El presidente asintió con un gesto. Se trataba del refugio subterráneo presidencial, situado en Delaware, donde se esperaba que quedarían protegidas la primera dama, el hijo de diecisiete años del presidente, y destacados miembros de su gabinete y su equipo, a no ser que fueran alcanzados por un impacto directo de alguna cabeza nuclear de un megatón. Como quiera que varios años antes se habían filtrado al público noticias acerca del refugio presidencial, cuidadosamente construido, esa clase de refugios antiatómicos habían empezado a construirse por todo el país, excavados algunos en antiguas minas, y otros en las montañas. El negocio de los que abogaban por la «supervivencia» había florecido más que nunca.

—Hay un tema del que tenemos que hablar —dijo Hannan. El presidente pudo ver su propio rostro, fatigado y ojeroso, reflejado en las gafas del hombre—. La Operación Garra.

—Aún no ha llegado el momento para eso —dijo el presidente con un nudo en el estómago—. Todavía no.

—Sí, claro que ha llegado el momento. Creo que estaría usted mucho más seguro a bordo del avión del Centro de Mando. Uno de los primeros objetivos será la Casa Blanca. Yo mandaré a Paula al refugio presidencial y, como sabe, tiene usted autoridad para enviar allí a todo aquel que designe. Pero me gustaría acompañarle y estar con usted a bordo del avión del Centro de Mando Aéreo, si me lo permite.

—Sí, desde luego. Deseo que se quede conmigo.

—Y a bordo habrá un oficial de la Fuerza Aérea —siguió diciendo Hannan—, con un maletín sujeto con esposas a su muñeca. ¿Conoce usted sus códigos?

—Los conozco. —Esos códigos particulares se encontraban entre las primeras cosas que había tenido que aprender al hacerse cargo del puesto. Una férrea banda de tensión pareció sujetarle la nuca—. Pero…, no tendré que utilizarlos, ¿verdad, Hans? —preguntó, casi suplicante.

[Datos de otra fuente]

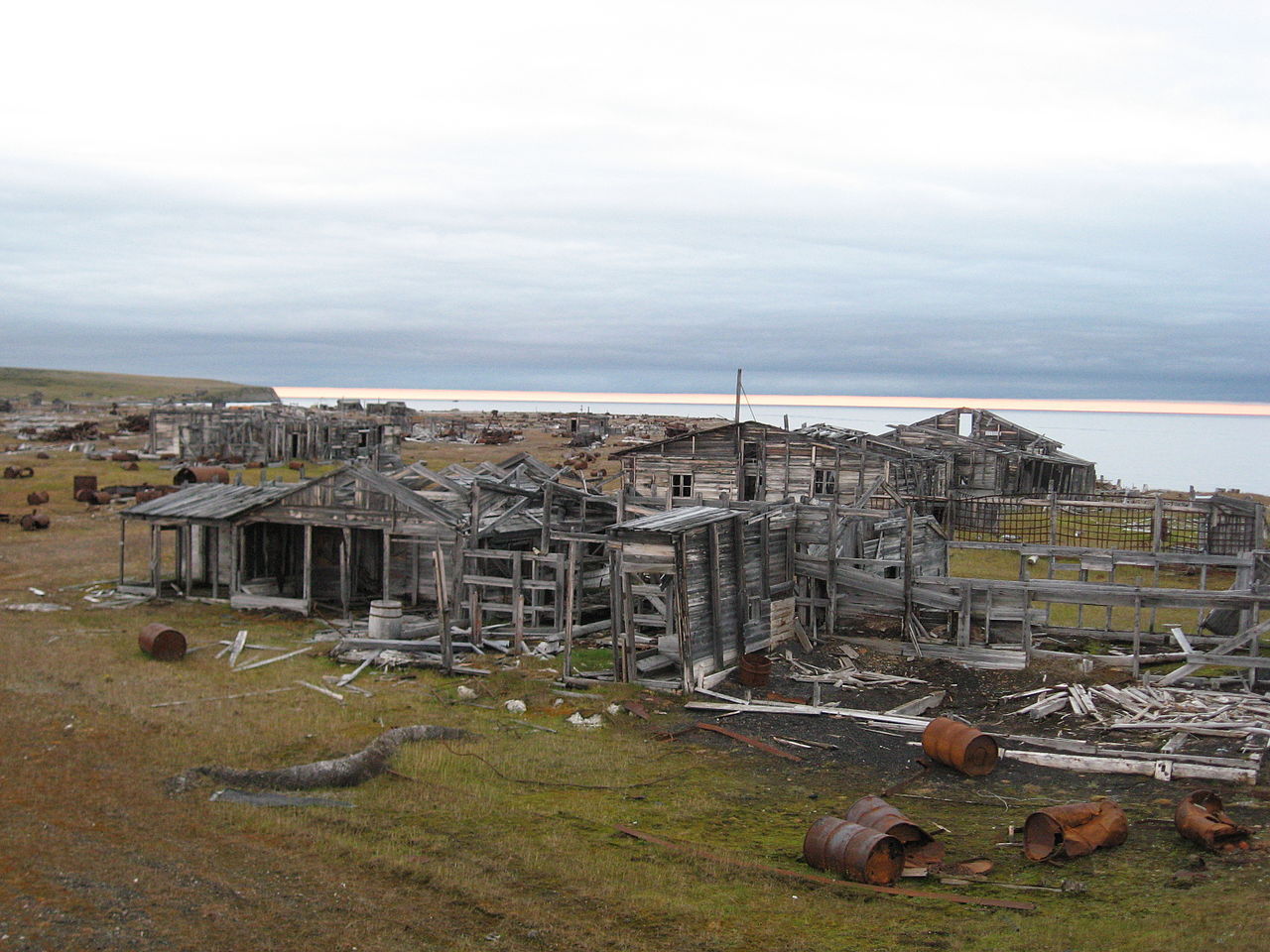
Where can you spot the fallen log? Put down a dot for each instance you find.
(340, 772)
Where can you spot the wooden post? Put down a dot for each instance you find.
(474, 616)
(123, 536)
(518, 626)
(155, 557)
(567, 664)
(712, 580)
(345, 575)
(447, 648)
(388, 563)
(308, 580)
(962, 622)
(738, 543)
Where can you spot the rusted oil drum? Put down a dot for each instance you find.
(1075, 829)
(876, 814)
(853, 851)
(1202, 819)
(33, 522)
(162, 643)
(960, 747)
(756, 667)
(200, 474)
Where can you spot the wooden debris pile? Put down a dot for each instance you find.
(1213, 714)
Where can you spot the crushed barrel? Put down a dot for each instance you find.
(1202, 819)
(162, 643)
(960, 747)
(1075, 829)
(876, 814)
(853, 851)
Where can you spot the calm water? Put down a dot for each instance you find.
(1139, 449)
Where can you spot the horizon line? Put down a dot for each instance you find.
(1198, 408)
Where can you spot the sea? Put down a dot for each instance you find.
(1138, 451)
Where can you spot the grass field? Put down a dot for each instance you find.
(503, 842)
(89, 386)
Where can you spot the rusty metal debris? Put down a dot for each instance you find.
(960, 747)
(200, 474)
(756, 667)
(1075, 829)
(33, 522)
(162, 643)
(1201, 819)
(876, 814)
(853, 851)
(746, 739)
(822, 880)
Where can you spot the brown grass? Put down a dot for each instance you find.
(466, 849)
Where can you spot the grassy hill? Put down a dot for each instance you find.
(86, 385)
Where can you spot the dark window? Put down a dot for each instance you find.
(681, 485)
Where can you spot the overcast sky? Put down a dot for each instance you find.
(901, 198)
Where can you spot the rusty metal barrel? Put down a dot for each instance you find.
(853, 851)
(162, 643)
(876, 814)
(960, 747)
(200, 474)
(756, 667)
(1202, 819)
(1075, 829)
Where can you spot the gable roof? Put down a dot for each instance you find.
(744, 424)
(209, 500)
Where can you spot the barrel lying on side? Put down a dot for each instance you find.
(162, 643)
(1202, 819)
(35, 522)
(1075, 829)
(960, 747)
(876, 814)
(853, 851)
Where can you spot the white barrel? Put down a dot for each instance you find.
(385, 619)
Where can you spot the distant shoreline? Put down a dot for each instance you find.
(1201, 408)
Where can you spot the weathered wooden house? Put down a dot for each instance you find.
(694, 588)
(698, 587)
(760, 462)
(356, 535)
(992, 456)
(268, 433)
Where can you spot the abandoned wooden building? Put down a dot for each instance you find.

—Probablemente, no. Pero si lo hace, si tiene que hacerlo, desearía que recordase que, para entonces, los Estados Unidos que amamos estarán muertos, y que ningún invasor ha puesto jamás el pie, ni lo pondrá, en territorio estadounidense. —Extendió la mano y apretó el hombro del presidente, con un gesto paternal—. ¿Correcto?

—El punto de no retorno —dijo el presidente, con los ojos vidriosos y distantes.

—¿Qué?

—Estamos al borde de cruzar el punto de no retorno. Quizá lo hayamos hecho ya. Quizá sea demasiado tarde para retroceder. Que Dios nos ayude, Hans. Estamos volando en la oscuridad, y no sabemos adónde infiernos nos dirigimos.

—Ya lo averiguaremos cuando lleguemos allí. Siempre lo hemos hecho hasta ahora.

—¿Hans? —La voz del presidente fue tan suave como la de un niño—. Si… fuera usted Dios…, ¿destruiría este mundo?

Hannan dejó transcurrir un lapso de tiempo sin contestar. Luego dijo:

—Supongo que… esperaría y vería. Quiero decir, si fuera Dios.

—¿Esperar y ver, qué?

—Averiguar quién gana, si los buenos o los malos.

—¿Acaso significa eso alguna diferencia?

Hannan se detuvo. Empezó a responder, y entonces se dio cuenta de que no podía encontrar una respuesta.

—Llamaré el ascensor —dijo, saliendo de la Sala de Estrategia.

El presidente se soltó las manos. Las luces del techo se reflejaron sobre los gemelos que siempre llevaba, grabados con el sello del presidente de Estados Unidos.

«Estoy muy bien —se dijo a sí mismo—. Todos los sistemas funcionan».

Algo pareció romperse dentro de él, y casi se echó a llorar. Hubiera deseado marcharse a casa, pero su hogar estaba lejos, muy lejos de este sillón.

—¿Señor? —le llamó Hannan.

Moviéndose con la lentitud y rigidez de un anciano, el presidente se levantó del sillón y se dispuso a afrontar el futuro.